Automatic identification and definition of bolted contacts
Performing simulations on complex assemblies is an arduous task as the connection between each part interface must be defined. Certain simulation packages can identify part interfaces and automatically create a bonded contact definition at each of these interface locations. Bonded contact areas are treated as if part interfaces are welded or glued together. However, this is insufficient for bolted connections as bolts are neither glued nor welded to achieve the intended connection.
Bolted connections are typically treated as bonded contacts at the clamping interface of the bolt head, clamping interface of the nut and the bolt shank/nut interface. Bolt pretension clamps components between the bolt head and the nut. The interfaces touching the clamped material are modelled as being bonded to the interfacing material. Nuts are typically modelled as being bonded to the bolt shank. This models the interaction between the screw threads of both the bolt and the nut.

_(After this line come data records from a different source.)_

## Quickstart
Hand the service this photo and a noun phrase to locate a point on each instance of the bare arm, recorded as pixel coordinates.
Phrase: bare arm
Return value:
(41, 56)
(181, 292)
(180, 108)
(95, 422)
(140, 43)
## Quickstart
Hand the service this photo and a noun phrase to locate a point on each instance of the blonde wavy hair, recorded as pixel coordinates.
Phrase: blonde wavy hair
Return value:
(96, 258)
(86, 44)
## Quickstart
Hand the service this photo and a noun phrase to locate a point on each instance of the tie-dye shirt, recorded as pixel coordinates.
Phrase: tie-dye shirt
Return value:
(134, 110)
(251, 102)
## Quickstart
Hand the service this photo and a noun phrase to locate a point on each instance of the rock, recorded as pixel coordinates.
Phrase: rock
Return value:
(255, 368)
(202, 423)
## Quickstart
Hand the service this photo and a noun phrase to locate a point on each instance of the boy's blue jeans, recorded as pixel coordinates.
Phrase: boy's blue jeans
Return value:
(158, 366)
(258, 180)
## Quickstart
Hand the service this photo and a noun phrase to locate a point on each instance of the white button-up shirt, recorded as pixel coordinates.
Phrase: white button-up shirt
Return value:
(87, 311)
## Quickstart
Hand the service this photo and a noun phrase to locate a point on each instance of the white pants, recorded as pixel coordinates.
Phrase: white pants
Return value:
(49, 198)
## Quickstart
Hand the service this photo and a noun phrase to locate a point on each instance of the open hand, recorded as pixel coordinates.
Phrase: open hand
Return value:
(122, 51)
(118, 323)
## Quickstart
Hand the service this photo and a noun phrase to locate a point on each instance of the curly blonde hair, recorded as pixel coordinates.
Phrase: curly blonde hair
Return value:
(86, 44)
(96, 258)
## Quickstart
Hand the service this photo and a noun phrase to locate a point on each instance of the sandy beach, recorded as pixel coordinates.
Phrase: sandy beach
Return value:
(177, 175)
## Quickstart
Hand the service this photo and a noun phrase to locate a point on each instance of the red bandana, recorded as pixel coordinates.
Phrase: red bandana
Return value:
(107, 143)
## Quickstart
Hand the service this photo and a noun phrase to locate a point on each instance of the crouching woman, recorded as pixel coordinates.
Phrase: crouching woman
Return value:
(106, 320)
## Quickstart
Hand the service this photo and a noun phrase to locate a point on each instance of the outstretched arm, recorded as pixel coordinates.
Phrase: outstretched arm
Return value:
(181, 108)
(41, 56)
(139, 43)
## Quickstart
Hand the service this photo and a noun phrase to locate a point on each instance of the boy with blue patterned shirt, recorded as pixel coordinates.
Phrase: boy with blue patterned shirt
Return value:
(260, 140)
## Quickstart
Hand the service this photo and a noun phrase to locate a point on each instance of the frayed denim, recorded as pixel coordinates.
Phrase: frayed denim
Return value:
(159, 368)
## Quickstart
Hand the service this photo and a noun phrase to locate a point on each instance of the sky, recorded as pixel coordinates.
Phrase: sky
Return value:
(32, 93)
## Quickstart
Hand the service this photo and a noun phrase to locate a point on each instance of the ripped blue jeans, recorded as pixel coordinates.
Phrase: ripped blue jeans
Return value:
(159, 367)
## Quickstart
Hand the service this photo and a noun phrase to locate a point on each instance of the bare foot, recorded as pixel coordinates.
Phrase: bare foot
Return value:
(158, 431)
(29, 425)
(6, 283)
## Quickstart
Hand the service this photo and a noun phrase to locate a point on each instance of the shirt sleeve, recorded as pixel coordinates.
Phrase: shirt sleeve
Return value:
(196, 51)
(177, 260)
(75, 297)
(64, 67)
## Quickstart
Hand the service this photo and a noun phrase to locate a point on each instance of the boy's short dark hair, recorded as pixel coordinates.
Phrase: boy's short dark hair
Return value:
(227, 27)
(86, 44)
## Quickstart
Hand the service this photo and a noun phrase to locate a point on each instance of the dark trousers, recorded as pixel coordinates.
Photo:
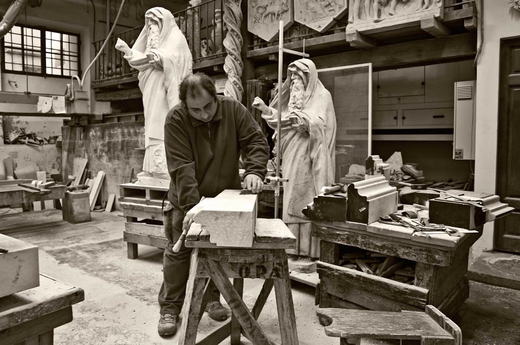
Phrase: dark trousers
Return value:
(176, 266)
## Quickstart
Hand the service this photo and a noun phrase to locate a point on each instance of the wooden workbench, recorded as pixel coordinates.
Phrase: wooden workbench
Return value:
(441, 263)
(30, 316)
(13, 194)
(266, 259)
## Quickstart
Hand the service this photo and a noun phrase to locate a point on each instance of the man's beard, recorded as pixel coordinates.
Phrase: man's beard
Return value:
(296, 95)
(153, 38)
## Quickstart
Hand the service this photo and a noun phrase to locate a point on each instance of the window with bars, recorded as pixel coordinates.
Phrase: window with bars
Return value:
(40, 51)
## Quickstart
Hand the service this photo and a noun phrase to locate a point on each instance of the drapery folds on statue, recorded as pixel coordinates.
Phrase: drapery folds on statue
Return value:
(162, 56)
(307, 145)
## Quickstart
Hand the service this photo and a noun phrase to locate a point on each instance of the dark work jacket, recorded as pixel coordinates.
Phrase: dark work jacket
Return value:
(203, 157)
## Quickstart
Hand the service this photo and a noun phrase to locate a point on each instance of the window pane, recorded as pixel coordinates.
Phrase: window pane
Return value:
(24, 53)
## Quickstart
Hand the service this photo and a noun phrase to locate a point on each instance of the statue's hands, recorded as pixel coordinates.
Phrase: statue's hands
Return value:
(299, 123)
(253, 183)
(259, 104)
(123, 47)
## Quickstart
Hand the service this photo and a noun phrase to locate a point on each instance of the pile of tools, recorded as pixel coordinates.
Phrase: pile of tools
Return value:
(381, 265)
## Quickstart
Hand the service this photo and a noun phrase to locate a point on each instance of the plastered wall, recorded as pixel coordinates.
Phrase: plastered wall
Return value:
(500, 21)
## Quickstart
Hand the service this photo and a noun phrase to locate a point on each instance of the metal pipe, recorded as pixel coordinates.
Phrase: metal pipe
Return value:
(11, 16)
(279, 118)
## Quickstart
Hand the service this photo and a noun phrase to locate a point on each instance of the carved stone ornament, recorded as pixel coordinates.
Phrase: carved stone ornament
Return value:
(319, 14)
(372, 16)
(263, 17)
(233, 65)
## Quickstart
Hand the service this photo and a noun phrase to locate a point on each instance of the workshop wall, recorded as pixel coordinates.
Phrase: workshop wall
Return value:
(42, 158)
(499, 21)
(111, 148)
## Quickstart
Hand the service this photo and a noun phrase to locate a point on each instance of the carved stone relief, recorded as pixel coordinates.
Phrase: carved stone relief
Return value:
(264, 15)
(366, 15)
(319, 14)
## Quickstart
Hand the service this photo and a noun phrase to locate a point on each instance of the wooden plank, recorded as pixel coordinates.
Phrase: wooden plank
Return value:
(357, 40)
(385, 245)
(360, 298)
(358, 324)
(144, 229)
(443, 321)
(30, 220)
(49, 297)
(434, 27)
(98, 182)
(243, 315)
(41, 327)
(440, 281)
(110, 203)
(142, 211)
(409, 294)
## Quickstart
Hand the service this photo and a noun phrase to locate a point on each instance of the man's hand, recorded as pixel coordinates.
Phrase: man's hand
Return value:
(259, 104)
(254, 183)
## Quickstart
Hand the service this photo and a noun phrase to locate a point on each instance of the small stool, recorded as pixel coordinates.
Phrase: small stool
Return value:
(265, 260)
(382, 327)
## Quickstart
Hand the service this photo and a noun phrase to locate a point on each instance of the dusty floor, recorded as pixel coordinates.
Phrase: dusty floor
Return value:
(121, 307)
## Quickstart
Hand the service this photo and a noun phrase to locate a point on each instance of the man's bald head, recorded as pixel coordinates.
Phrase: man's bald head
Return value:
(194, 86)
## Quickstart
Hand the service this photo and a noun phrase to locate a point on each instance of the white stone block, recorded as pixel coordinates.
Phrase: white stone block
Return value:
(230, 218)
(19, 267)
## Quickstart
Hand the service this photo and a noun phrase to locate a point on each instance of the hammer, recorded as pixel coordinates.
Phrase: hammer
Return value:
(192, 212)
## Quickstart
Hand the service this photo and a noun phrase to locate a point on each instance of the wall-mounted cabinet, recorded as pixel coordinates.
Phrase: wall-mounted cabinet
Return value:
(417, 103)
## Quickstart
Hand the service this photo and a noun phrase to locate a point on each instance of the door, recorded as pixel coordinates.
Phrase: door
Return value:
(507, 229)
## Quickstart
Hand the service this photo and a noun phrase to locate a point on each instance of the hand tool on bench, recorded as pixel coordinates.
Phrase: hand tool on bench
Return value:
(36, 190)
(335, 188)
(181, 239)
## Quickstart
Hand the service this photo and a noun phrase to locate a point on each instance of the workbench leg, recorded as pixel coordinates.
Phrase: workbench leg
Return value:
(236, 330)
(192, 303)
(284, 304)
(245, 318)
(131, 250)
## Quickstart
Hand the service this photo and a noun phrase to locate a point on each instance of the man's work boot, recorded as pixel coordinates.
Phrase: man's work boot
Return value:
(167, 325)
(217, 311)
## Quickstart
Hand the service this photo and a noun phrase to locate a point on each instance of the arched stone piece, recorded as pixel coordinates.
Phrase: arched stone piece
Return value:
(319, 14)
(263, 18)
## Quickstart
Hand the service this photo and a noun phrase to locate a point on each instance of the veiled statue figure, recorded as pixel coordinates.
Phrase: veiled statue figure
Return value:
(307, 145)
(163, 58)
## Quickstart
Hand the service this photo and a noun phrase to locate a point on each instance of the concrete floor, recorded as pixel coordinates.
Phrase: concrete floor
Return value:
(121, 306)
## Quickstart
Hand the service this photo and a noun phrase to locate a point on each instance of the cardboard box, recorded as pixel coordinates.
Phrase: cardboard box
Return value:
(19, 267)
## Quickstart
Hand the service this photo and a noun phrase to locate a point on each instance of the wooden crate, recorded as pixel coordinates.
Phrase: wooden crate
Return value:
(142, 207)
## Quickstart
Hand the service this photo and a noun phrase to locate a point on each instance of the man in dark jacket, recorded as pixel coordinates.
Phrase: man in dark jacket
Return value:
(204, 136)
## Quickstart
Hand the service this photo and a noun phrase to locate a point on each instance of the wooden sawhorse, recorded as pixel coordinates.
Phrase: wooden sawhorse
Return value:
(266, 259)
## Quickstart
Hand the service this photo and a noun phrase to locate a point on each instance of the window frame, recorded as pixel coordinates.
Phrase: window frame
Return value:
(45, 54)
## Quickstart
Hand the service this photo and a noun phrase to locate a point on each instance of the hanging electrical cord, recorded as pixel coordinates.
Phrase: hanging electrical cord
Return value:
(81, 81)
(94, 25)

Components that are bolted do not interface with the bolt shank directly. Sliding contacts are used to model this interaction. Therefore, to correctly approximate the physics of a bolted assembly, analysts require at least 4 connections (3 bonded, 1 sliding). For a small number of bolted connections this procedure can be performed manually. However, for large bolted assemblies with hundreds of bolts and nuts, this manual process is not feasible.
Altair SimSolid™ automatically identifies parts with a hexagonal shape as either a bolt head or a nut. If the hexagonal shape is connected to a cylinder, then it is automatically characterised as a bolt. The remaining hexagonal part is characterised as the nut. When users activate the automatic connection tool and provide both a gap and penetration tolerance, for connection interfaces, then SimSolid intelligently identifies each part of the assembly and creates a bonded contact at applicable part interfaces. Bolted connections, however, are handled separately by automatically defining both bonded and sliding contacts at the required locations for achieving the correct physics during a simulation as depicted in Fig 1.